Great !! it Works ! thank you very much, i really much appreciate it ^^
Glad it helped. Please accept the answer which helped you the most.
3

Currently you're trying to directly echo the value returned by $this->db->get();. However, to use the result(s) from the query, you need to generate the results.

If you generate the query like this: 

$query = $this->db->get();

Then there are several options for generating results.
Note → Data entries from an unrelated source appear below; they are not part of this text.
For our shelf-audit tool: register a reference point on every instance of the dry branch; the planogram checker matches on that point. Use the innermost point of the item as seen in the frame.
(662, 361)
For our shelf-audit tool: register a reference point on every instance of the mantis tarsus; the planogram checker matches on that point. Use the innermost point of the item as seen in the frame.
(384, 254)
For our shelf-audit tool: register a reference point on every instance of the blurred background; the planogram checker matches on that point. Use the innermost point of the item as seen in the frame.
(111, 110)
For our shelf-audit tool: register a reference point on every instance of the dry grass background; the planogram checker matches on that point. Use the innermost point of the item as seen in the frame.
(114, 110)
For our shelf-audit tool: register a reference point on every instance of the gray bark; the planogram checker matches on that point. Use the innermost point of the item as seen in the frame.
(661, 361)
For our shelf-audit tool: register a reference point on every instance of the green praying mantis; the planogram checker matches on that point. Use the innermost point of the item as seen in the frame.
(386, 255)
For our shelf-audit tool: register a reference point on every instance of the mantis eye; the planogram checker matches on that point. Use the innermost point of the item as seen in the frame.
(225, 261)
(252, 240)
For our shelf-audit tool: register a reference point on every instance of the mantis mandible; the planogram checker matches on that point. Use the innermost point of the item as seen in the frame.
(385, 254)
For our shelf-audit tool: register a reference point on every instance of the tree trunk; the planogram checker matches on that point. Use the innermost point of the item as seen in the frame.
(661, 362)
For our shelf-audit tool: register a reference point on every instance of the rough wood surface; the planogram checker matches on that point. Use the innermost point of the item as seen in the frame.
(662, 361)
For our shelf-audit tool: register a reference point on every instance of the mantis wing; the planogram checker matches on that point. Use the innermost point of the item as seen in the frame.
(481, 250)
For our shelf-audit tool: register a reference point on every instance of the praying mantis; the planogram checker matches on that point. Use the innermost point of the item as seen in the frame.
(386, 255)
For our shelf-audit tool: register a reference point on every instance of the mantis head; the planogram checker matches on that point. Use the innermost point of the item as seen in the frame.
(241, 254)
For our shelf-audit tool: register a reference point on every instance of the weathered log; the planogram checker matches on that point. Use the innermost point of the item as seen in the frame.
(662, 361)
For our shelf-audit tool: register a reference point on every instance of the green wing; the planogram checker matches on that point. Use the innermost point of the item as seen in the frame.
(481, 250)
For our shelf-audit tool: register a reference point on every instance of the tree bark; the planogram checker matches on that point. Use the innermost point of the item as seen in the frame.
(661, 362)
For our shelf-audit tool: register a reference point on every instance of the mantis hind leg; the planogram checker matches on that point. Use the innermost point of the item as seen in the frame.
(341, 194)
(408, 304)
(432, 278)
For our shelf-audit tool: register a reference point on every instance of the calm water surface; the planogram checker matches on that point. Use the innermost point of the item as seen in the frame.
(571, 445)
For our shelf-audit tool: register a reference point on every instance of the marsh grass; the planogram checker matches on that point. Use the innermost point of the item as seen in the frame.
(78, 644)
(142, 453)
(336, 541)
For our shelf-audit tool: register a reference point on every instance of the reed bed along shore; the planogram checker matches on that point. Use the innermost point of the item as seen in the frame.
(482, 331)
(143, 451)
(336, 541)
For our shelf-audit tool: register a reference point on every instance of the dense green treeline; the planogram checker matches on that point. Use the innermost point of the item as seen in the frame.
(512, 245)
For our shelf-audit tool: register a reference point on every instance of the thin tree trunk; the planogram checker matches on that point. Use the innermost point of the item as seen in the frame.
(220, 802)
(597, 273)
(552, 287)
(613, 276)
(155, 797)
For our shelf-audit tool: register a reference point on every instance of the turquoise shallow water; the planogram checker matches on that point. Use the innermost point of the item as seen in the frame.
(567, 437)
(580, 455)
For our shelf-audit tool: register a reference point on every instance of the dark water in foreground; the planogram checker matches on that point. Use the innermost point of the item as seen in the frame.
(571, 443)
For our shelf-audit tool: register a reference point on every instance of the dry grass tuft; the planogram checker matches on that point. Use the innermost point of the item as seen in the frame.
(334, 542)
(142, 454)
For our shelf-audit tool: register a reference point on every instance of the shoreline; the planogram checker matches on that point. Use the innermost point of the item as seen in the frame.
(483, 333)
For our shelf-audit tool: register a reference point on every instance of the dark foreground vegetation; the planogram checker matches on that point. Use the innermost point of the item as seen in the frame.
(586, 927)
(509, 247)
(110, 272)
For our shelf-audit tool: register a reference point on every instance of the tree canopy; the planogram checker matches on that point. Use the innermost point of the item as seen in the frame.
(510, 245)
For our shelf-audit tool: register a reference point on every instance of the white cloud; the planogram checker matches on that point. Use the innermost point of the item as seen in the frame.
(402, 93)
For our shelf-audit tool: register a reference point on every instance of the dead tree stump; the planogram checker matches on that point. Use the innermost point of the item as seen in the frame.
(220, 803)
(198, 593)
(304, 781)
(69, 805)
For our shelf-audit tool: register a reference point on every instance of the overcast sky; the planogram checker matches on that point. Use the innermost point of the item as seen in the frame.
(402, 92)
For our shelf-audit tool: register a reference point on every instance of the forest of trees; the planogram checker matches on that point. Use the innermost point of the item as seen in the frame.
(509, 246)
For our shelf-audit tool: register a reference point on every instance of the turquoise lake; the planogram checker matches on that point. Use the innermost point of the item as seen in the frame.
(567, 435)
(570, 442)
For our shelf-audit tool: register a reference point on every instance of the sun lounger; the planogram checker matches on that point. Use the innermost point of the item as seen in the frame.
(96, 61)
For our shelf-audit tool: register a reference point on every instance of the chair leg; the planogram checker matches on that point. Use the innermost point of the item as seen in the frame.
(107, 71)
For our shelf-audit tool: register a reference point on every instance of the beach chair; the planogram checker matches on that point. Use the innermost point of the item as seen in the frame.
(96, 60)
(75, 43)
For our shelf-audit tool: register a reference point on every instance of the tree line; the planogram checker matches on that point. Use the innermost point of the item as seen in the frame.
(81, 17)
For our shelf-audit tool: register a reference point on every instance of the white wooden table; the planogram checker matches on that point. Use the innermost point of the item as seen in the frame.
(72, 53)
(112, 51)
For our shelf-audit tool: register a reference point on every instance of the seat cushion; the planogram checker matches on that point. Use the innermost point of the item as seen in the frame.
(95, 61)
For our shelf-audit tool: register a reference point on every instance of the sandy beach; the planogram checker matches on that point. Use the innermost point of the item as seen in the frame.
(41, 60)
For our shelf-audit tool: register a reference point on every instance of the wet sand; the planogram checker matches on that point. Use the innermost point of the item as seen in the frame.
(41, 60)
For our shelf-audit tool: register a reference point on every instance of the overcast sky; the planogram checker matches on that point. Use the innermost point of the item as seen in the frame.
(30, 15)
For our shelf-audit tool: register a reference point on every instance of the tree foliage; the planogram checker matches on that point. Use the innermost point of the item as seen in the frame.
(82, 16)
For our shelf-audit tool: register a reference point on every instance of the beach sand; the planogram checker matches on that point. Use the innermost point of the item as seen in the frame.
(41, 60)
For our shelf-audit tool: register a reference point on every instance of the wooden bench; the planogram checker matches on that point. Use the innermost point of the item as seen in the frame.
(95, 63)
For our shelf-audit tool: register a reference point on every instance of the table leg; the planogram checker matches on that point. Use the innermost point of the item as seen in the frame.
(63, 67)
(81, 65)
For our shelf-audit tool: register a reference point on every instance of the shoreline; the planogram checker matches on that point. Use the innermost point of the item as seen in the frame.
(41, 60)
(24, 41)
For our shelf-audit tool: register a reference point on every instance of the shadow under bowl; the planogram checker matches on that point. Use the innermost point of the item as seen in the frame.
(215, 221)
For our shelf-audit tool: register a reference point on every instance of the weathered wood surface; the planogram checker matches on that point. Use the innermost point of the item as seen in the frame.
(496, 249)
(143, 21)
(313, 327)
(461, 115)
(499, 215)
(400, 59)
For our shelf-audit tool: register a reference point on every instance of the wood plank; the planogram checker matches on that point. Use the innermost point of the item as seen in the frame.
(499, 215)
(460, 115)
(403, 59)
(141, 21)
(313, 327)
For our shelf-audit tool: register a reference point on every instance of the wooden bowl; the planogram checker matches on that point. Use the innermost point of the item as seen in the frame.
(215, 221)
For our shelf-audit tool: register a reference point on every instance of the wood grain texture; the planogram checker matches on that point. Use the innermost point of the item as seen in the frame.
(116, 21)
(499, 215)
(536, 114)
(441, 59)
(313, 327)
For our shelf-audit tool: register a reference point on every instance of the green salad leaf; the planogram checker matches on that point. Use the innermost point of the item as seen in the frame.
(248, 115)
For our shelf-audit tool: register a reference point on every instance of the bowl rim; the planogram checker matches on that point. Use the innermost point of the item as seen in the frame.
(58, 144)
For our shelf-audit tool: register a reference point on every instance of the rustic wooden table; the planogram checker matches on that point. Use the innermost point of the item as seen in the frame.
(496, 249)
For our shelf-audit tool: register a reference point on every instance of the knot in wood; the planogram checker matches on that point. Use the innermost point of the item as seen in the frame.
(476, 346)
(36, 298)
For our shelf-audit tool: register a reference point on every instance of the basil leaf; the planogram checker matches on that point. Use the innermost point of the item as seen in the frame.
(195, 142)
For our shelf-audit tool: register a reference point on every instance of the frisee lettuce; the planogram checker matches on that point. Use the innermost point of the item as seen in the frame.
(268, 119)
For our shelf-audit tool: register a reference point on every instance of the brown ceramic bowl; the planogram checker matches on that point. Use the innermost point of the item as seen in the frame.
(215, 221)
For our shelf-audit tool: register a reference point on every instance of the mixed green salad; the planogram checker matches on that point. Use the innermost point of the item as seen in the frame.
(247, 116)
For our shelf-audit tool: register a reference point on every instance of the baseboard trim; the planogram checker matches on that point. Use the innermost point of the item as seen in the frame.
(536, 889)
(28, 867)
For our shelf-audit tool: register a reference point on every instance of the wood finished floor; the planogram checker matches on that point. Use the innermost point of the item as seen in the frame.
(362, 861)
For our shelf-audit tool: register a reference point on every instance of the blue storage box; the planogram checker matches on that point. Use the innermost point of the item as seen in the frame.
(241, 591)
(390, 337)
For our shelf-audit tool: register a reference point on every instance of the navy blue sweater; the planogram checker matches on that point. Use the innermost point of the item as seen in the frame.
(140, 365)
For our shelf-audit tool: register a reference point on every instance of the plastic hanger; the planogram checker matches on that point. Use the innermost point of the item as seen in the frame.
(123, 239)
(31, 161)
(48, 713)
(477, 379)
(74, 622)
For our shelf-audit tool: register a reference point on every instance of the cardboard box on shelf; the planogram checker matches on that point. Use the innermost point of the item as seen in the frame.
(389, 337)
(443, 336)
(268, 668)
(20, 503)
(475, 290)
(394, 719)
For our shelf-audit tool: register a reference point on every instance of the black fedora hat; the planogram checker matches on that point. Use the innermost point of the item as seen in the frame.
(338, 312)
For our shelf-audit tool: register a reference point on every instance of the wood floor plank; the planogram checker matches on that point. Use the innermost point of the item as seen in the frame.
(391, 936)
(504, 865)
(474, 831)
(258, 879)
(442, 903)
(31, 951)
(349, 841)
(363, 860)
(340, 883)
These examples assume that you have a column in the row(s) being returned called weight.

result() - Allows you to use the results as an array of objects.

if ($query->num_rows() > 0)  //Ensure that there is at least one result 
{
   foreach ($query->result() as $row)  //Iterate through results
   {
      echo $row->weight;
   }
}

result_array() - Allows you to use the results as an array.

if ($query->num_rows() > 0)  //Ensure that there is at least one result 
{    
    foreach ($query->result_array() as $row) //Iterate through results
    {
        echo $row['weight'];
    }
}

row() - If you're expecting only one result then this can be useful. If the query generates multiple results, then only the first row is returned. Allows you to use the result as an object.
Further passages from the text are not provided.